As some readers may know, there are some canonical ways to adapt a visual novel into an anime. The first method is to cover all the major points in the story and, if there are many branching endings with the same value, choose one and conclude the series while sticking to it. The second is to do the bare minimum in order to gain as much as possible from loyal fans, without giving much care toward the actual result. The last one is not having the will and money to do any of the aforementioned, and produce a few hentai DVDs that can promptly be used as paperweight or frisbees.
Such was the fate for titles like Kara no Shoujo, YU-NO, MajiKoi and, object of this review, Tsui no Sora.
Despite these ominous results, those who tried to squeeze the story into 23 or so minutes (13 without the ero scenes!) should be praised for their attempt to preserve some of the story's main themes. The result is something that is literally unforgettable.
From the very beginning, the viewer is presented with an ordinary love comedy between a common wimp and his childhood friend which is (unbelievable but true) a tsundere. But this joyful routine is interrupted by an unfortunate chain of events, which involve rapes, lesbian fantasies, more deep reflections about metempsychosis, and a confession that sounds more like a prostitute advertising her body than a girl expressing her love.
Also, it seems like normal people may recover from the trauma of a close friend's death just by eating a hamburger; maybe this is a reference to how real life is more complicated than we make it, and that every bad event just doesn't mean anything if you have someone to rely on (and to scrounge a meal from, for that matter).
By the end, everything will finally come together, and with a little help from some ghosts we'll understand how raping girls is actually fundamental in having mystical delusions about metempsychosis. What would Plato think about this?

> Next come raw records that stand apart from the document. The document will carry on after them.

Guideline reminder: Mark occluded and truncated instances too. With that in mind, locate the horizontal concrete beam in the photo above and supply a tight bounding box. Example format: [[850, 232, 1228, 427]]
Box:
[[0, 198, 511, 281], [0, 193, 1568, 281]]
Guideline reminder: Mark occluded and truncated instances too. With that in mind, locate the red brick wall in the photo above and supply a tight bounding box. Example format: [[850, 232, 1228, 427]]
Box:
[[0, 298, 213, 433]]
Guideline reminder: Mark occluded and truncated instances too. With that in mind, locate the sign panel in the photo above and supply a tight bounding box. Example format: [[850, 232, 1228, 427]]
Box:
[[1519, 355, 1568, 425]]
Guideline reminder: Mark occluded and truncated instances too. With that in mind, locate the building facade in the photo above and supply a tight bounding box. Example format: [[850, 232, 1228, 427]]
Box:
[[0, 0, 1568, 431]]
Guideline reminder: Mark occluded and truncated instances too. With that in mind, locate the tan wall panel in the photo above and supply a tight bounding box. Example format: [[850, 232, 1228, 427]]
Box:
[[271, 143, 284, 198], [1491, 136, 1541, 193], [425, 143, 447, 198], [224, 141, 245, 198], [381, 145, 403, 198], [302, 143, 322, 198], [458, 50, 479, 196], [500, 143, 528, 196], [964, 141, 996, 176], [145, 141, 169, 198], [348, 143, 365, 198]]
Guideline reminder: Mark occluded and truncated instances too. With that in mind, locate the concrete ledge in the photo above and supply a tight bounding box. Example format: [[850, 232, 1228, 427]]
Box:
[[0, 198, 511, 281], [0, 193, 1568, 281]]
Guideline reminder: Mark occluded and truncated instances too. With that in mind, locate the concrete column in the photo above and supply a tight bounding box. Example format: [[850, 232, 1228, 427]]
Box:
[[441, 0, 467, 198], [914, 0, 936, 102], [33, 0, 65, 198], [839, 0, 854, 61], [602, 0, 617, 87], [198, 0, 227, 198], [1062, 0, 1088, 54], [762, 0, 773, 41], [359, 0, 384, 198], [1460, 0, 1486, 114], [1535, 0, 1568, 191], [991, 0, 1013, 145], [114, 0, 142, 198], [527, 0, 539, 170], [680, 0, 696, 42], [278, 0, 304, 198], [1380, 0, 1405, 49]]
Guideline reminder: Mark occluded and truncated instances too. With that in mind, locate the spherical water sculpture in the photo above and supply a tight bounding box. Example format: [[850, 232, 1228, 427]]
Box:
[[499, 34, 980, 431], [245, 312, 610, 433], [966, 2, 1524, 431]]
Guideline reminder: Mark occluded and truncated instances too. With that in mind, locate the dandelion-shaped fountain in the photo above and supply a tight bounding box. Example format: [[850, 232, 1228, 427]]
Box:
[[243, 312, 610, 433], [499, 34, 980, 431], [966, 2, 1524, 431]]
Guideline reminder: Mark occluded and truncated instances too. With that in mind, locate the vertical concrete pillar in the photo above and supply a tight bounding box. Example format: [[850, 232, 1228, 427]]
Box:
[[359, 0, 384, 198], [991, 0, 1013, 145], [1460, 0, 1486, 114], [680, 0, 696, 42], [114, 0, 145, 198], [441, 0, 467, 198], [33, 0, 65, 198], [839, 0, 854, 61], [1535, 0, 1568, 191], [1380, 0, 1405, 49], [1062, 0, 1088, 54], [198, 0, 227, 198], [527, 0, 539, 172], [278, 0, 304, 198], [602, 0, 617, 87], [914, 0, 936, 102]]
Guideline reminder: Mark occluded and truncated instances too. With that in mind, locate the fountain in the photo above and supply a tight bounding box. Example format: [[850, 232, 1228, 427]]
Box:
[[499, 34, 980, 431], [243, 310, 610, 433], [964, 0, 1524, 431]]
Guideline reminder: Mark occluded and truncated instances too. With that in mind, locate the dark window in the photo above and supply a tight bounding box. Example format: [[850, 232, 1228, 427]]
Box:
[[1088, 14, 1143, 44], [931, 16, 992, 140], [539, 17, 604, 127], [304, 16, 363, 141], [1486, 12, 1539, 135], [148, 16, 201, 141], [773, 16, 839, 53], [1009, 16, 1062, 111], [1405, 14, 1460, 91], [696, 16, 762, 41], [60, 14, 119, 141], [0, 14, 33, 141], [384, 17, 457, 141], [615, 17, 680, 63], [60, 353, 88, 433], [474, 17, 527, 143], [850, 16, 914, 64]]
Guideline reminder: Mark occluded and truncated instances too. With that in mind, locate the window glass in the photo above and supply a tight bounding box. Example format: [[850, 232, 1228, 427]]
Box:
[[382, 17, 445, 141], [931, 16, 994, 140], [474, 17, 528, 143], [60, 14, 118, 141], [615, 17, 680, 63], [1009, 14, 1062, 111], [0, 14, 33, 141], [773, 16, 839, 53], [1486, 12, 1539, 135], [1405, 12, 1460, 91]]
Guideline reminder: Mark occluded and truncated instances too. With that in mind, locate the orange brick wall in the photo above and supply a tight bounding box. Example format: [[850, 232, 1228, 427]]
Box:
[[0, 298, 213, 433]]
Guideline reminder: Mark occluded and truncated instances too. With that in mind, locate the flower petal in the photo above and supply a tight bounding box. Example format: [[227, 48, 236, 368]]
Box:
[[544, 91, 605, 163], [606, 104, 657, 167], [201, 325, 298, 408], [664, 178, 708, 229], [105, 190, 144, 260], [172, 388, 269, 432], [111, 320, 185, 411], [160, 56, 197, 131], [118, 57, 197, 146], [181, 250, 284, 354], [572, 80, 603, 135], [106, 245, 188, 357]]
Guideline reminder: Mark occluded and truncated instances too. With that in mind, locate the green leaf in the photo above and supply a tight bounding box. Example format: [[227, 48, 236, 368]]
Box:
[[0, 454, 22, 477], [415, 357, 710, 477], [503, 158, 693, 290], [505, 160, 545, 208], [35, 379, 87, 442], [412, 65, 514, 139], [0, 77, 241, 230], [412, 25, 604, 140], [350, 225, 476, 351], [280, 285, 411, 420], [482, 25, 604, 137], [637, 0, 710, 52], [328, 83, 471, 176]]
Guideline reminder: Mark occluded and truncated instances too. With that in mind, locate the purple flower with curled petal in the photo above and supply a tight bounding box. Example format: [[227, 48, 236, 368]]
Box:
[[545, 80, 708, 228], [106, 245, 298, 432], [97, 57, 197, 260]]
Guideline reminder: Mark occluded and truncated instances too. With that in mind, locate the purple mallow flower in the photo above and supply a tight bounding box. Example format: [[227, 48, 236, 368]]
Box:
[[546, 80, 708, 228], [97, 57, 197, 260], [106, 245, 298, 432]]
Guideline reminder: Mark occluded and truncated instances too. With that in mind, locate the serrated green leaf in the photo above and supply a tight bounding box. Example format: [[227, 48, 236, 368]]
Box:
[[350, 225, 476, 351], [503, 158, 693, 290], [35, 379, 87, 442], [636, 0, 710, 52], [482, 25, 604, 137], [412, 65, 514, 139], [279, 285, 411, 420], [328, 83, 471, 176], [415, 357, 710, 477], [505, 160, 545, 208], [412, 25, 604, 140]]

So, are people actually able to reincarnate? Watch this and find out yourself; if per chance you find an answer, then you probably understood this better than the studio that produced it.

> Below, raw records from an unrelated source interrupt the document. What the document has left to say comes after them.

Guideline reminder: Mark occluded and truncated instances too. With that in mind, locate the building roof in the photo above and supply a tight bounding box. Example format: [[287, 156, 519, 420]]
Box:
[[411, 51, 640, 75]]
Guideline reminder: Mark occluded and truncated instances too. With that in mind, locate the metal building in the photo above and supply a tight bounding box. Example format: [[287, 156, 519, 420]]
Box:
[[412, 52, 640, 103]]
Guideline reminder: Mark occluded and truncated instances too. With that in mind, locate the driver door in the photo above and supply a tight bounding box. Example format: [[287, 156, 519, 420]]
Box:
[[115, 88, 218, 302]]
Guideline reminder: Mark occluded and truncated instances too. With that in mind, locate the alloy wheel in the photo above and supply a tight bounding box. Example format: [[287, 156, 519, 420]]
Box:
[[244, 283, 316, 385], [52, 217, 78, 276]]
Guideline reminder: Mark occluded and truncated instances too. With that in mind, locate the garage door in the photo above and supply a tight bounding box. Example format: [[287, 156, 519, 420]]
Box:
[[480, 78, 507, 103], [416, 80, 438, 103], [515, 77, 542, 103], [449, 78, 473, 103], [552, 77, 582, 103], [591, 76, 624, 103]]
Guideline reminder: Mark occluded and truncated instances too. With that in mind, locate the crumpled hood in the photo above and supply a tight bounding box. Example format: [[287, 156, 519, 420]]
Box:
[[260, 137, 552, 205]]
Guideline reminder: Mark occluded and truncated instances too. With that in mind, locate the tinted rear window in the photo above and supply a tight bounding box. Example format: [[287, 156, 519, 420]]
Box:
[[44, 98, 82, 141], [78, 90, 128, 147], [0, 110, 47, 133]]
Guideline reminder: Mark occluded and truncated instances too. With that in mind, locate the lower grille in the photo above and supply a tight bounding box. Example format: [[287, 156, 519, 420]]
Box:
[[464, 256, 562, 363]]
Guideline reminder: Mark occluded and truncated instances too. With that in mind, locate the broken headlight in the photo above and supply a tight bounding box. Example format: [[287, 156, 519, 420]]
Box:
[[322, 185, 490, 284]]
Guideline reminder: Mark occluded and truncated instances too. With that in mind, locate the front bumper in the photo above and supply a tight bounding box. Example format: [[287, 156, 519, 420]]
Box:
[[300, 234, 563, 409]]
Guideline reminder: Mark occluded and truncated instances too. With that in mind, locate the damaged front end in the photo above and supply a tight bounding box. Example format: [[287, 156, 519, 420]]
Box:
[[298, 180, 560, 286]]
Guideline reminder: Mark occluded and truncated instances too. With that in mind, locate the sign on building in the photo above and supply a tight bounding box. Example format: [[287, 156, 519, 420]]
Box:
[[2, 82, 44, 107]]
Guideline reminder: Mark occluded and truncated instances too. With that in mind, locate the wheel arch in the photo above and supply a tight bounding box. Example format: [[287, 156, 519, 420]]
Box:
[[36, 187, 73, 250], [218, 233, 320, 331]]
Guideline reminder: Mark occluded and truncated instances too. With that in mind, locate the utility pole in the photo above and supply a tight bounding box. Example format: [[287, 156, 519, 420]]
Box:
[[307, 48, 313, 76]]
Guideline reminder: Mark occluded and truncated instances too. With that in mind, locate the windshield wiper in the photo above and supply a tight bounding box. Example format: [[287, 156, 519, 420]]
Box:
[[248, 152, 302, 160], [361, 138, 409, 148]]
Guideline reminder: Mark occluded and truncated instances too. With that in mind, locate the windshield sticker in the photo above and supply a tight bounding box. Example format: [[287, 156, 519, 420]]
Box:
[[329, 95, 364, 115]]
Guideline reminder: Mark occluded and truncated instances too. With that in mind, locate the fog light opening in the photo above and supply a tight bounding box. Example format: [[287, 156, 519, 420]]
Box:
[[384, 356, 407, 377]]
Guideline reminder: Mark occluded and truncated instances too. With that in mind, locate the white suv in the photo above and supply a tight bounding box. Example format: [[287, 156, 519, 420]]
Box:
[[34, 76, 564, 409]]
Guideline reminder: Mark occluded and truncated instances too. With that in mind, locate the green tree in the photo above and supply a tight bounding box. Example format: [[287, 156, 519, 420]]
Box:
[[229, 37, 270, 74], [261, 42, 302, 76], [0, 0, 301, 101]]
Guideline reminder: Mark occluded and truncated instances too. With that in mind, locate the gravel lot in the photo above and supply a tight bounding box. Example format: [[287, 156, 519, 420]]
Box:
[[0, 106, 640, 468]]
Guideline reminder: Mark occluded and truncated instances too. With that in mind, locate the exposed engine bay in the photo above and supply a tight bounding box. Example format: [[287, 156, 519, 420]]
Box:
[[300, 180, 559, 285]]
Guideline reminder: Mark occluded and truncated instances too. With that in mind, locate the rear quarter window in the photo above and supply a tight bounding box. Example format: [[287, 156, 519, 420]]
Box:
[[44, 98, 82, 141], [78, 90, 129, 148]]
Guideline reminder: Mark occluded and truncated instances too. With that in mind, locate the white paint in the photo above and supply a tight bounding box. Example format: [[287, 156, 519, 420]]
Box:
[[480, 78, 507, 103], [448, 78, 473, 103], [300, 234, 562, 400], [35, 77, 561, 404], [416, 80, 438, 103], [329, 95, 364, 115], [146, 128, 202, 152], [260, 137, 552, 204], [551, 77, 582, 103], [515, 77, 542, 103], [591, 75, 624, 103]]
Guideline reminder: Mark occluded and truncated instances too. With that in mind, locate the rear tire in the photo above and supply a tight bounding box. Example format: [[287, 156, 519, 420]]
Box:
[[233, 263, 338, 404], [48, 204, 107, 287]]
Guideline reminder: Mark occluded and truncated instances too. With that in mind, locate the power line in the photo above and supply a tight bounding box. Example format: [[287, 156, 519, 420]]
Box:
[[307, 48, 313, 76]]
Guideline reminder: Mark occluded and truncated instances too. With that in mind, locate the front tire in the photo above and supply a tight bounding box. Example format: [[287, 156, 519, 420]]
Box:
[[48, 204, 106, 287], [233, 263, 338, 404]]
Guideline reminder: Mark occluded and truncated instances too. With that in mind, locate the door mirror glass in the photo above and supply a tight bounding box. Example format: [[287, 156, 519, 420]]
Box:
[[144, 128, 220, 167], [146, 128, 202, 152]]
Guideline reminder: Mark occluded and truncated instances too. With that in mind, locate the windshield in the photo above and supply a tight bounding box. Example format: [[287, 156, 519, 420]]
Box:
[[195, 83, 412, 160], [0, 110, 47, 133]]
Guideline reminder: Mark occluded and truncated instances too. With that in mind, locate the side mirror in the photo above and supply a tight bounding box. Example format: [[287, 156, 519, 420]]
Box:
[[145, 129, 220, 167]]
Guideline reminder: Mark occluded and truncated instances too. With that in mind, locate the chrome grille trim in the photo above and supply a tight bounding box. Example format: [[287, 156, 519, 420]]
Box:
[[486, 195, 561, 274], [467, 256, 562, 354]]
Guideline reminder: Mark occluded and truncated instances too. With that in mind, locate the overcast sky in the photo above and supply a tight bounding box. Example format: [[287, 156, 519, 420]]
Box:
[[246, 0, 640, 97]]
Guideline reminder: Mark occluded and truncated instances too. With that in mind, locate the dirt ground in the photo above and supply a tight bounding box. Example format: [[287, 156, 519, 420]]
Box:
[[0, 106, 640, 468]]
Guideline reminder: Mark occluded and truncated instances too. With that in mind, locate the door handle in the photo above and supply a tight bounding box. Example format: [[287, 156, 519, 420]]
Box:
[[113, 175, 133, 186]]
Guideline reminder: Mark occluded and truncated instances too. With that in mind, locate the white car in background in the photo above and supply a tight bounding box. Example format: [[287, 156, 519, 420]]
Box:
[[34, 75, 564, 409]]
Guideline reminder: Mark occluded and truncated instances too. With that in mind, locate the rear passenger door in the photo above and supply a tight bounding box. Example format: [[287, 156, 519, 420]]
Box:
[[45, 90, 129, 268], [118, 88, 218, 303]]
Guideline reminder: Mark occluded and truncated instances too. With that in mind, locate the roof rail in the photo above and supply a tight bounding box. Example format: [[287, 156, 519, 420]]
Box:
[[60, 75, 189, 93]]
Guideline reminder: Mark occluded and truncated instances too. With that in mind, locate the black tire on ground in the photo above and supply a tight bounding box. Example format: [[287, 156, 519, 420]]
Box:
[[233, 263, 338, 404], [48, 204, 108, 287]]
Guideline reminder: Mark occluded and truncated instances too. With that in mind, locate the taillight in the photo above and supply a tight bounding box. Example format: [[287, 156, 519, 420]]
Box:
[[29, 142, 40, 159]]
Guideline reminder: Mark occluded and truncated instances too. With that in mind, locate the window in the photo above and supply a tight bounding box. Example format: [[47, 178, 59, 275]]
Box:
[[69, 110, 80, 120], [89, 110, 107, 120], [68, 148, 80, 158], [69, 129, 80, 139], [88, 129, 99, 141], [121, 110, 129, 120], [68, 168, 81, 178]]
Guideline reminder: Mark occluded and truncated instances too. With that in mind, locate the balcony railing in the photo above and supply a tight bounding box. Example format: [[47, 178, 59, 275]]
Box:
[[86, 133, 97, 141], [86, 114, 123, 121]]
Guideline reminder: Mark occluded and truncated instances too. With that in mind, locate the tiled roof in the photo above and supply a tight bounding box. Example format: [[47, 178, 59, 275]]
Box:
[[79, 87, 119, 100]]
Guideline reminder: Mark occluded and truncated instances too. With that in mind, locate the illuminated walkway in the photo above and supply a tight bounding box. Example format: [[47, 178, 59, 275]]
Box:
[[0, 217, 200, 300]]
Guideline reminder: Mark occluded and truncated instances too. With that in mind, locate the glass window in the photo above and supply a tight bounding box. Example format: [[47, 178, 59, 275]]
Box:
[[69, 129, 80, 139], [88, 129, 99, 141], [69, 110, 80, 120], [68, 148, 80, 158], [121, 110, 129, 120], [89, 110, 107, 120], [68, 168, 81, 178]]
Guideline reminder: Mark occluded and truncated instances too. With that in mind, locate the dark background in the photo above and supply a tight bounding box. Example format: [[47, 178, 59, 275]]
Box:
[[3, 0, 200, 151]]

Story aside, what makes Tsui no Sora truly unforgettable is its technical feats: the art and animation are revolutionary, something totally different from every other production. In fact, it's an incredibly audacious and daring move to use both MSPaint and Power Point toward making an anime. No one had ever thought of this, and the sheer originality of this choice provides for some of the most incredible animation ever seen (in the literal meaning that it's hard to accept them as reality).

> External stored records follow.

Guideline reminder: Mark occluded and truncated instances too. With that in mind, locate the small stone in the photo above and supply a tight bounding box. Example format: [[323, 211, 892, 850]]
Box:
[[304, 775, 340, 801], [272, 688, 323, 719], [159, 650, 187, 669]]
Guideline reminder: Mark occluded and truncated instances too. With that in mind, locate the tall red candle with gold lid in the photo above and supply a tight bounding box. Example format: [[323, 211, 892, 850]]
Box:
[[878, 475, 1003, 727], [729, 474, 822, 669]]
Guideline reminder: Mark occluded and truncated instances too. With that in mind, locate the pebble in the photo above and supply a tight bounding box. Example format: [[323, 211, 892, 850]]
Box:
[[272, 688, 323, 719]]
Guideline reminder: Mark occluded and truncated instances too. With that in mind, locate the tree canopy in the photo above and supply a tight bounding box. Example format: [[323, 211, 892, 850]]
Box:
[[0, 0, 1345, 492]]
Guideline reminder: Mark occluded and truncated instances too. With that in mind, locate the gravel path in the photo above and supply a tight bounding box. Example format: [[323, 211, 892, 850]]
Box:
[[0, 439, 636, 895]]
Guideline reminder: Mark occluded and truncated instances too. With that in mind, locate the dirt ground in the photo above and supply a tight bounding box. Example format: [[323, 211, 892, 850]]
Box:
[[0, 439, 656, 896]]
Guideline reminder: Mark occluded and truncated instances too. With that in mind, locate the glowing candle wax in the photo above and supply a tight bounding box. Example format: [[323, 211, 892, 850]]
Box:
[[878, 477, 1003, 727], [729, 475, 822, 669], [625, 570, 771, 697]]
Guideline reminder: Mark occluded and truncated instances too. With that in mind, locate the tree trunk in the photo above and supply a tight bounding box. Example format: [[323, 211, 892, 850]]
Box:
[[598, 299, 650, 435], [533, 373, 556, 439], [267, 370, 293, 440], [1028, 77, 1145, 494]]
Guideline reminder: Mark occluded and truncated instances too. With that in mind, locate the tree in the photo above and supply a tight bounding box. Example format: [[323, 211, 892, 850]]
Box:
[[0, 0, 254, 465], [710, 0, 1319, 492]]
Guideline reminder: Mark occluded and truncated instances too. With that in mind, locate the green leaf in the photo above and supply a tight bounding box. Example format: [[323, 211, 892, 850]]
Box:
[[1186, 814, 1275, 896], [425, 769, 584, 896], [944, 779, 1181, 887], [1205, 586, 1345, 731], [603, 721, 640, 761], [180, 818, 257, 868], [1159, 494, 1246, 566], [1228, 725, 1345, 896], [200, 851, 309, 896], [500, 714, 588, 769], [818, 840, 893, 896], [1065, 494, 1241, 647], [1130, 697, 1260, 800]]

For those of you who were lucky enough to watch the uncensored version, wait patiently until 2:10. You will certainly feel the urge to screen that single frame and set it as your desktop indefinitely. Last but not least, a great cameo from an american show! They hired the guys who worked on South Park to make the backgrounds, and their work clearly oozes emotion from every monochromatic, two-dimensional building.
The sound is also top-notch; what a magnificent idea to hire random passersby as voice actors in order to give the whole anime a very authentic feeling. As a result, we have the bad guy which is basically a short adult who got a plastic surgery to look like a teenager and a protagonist that suffers from a cold in the middle of spring... or summer. It's not very clear what season the anime is set in.
Aside from that, we also have the pleasure of feeling the implicit connotations of every sound effect. For example, they illustrate that raping is a bad thing by replacing the sound of ejaculation (which actually has no sound) with some random ripping, as if the guy held onto some paper and ripped it the moment he came.
Long story short, Tsui no Sora is, for various reasons, something that you will unlikely forget. Luckily, you also won't wake up screaming in the middle of the night, but the side effects of watching this will affect your mind so much that everything else will appear like a piece of fine art in comparison.